In this photo provided by Sears, Roebuck and Co., crowds gather for the grand opening of the Sears store on Chicago’s State St. in 1932. Sears was once the store of choice for most Americans with its famed “Big Book Catalogue” and large retail presence. (AP Photo/Sears Roebuck and Co.)
News this week of the pending closure of the Sears store in Burbank, along with the closure of the Whittier store last weekend, leaves the Concord store the Golden State’s last vestige of a once venerable brand. Founded in Chicago in 1893, it was a pioneer in mail-order shopping with its revered catalog, it’s Christmas edition a wish book for every child. At its peak in the early 1970s, Sears was the largest American retailer and by 2005 operated more than 3,500 stores. When the last Southern California store shutters for good, only five across the country, including Concord, will remain. And some of those already are up for sale, including the store in Orlando, Fla.
Like former retail giant Kmart that closed its last store in October, Sears’ failure to innovate as customers embraced online shopping and gravitated to big box stores like Costco and Home Depot led to its long, slow decline. Sears declared bankruptcy in 2018.
So how much longer will the Sears in Concord survive? And what does that mean for the future of the financially-strapped Sunvalley mall, still anchored by Macy’s and JCPenney, which have financial problems of their own?
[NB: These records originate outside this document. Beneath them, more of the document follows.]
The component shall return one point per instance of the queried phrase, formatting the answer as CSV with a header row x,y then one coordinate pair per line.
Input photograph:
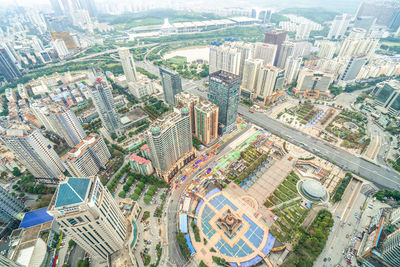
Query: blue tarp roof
x,y
183,223
192,251
269,245
35,217
72,192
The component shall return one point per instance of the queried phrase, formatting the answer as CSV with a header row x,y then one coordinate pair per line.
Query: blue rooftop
x,y
72,192
36,217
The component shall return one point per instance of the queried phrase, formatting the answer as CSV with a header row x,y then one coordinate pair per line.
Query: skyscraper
x,y
104,102
88,157
250,76
33,151
270,79
172,85
224,92
128,64
292,69
275,37
287,50
184,99
87,212
10,207
339,26
60,120
8,68
206,121
170,143
266,52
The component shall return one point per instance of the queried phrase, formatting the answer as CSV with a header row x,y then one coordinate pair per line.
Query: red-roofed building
x,y
141,165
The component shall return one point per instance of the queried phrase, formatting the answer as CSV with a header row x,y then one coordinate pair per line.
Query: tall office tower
x,y
170,143
327,49
292,69
57,7
33,151
339,26
275,37
184,99
8,67
87,212
266,52
224,92
206,121
104,103
246,51
355,47
384,11
270,80
226,58
61,121
287,50
10,207
61,48
313,83
387,95
250,76
353,68
391,249
128,64
303,31
172,85
88,157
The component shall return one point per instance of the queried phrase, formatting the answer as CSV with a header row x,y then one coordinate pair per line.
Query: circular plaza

“It looks like your classic Zombie Apocalypse mall,” said commercial real estate broker John Cumbelich, who grew up in Concord and remembers the day the mall opened in August 1967. He was barely 3, but he can still envision the dozens of huge balloons that floated to the ceiling of the mall’s central court. Sears was the first major retailer to open there.
Now, he said, “you’ve got this hulking, vintage 1960s ghostly box sitting there. So it gives the mall a real morgue-ish feel.”
Merchandise for sale at the last remaining Sears store in the state at the Sunvalley Shopping Center on Tuesday, July 29, 2025, in Concord, Calif. (Aric Crabb/Bay Area News Group)
Walking through the main entrance of the store at lunchtime last week, clothing was neatly displayed on sale racks. But you could scan the entire main floor without seeing a single customer. On the basement level, where many appliances still remain in their cardboard boxes, clerks outnumbered customers three to one. This is the place that used to have a bustling photo studio, an optical department and a tuxedo shop. Now, the basement entrance from the mall is permanently closed and on Tuesday, one of the interior escalators was broken.
Over the course of the afternoon, however, customers filtered in, including a few moms shopping for back-to-school clothes and a couple at the jewelry counter plastered with 75% off signs.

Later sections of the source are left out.